Keywords

1 Introduction

Atrial fibrillation (AF) causes a 5-fold increase in risk of ischemic stroke, being the cause for approximately 15% all strokes in the United States [7]. Around 70% to 90% of the cases, thrombi are formed inside the left atrial appendage (LAA) in patients with non-valvular AF [17]. The LAA is a complex tubular structure, with a high inter-patient variability, originating from the left atrium (LA). Studies have shown there is a correlation between LAA morphology and risk of ischemic stroke [4, 8]. Di Biase et al. [4] reported that the popular named Chicken Wing morphology is associated with lower risk of stroke compared to non-Chicken Wing morphology. Several studies have focused on describing the varying LAA morphology, where the morphology is described by the LAA length, width, orfice/ostium size, and number of lobes. In a study based on 220 LAA obtained from necropsy studies, Ernt et al. [5] reported variation in LAA volumes ranging from 770 to 19,270 \(\mathrm {mm}^3\), minor orifice diameters ranging from 5 to 27 mm, major orifice diameters between 10 and 40 mm, and LAA lengths ranging between 16 and 51 mm.

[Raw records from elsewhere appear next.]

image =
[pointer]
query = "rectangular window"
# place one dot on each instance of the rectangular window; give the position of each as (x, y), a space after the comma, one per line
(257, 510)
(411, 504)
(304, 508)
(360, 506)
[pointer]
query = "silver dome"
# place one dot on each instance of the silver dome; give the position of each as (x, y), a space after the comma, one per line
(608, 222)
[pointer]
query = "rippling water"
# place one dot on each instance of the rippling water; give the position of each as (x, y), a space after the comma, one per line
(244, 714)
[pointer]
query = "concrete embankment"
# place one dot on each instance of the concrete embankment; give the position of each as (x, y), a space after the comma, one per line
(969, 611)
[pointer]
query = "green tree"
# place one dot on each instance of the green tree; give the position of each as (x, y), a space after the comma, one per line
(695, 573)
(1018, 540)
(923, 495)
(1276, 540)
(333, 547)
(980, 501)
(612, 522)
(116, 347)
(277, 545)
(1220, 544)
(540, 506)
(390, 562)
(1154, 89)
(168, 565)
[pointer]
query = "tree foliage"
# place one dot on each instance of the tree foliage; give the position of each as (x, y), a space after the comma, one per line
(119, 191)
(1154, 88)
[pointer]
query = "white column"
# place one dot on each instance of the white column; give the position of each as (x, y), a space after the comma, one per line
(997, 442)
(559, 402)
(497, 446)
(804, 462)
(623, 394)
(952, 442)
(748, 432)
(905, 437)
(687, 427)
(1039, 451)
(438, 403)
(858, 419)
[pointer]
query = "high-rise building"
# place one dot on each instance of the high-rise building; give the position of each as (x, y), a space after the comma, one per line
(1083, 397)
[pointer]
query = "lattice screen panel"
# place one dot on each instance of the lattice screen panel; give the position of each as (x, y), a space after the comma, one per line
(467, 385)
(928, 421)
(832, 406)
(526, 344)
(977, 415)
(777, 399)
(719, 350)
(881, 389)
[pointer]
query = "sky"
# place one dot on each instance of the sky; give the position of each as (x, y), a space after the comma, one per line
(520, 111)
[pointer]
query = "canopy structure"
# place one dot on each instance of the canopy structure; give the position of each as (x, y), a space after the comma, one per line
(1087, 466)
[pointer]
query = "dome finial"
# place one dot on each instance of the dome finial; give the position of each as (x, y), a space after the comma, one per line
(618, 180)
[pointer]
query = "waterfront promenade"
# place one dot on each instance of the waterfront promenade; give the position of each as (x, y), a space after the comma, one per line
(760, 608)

The aim of this work was to quantitatively describe the LAA shape variation and clustering using a statistical shape model. We trained a point distribution model (PMD) based on LAA surfaces reconstructed from multidetector computed tomography (CT) images and later combined the trained PMD together with unsupervised clustering methods to examine the natural clustering of the LAA shapes.

2 Data and Preprocessing

The LAA surfaces are reconstructed from CT images, provided by the Department of Radiology, Rigshospitalet, University of Copenhagen. The data are acquired as part of the Copenhagen General Population Study [12], where participants are offered a research cardiac computed tomography angiography (CCTA) examination [6]. Participants are excluded from the examination if they, among other things, suffer from AF. The CCTA examinations are performed on a 320 detector CT scanner (Aquilion One, Toshiba, Medical Systems), with the scanner settings: Gantry rotation time 350 ms, detector collimation \(0.5 \times 320\), X-ray tube voltage 100–120 kV, and X-ray tube current 280–500 mA. The acquired CT images have a matrix size \(512 \times 512 \times 560\) and a voxel size \(0.5 \times 0.5 \times 0.25\) mm.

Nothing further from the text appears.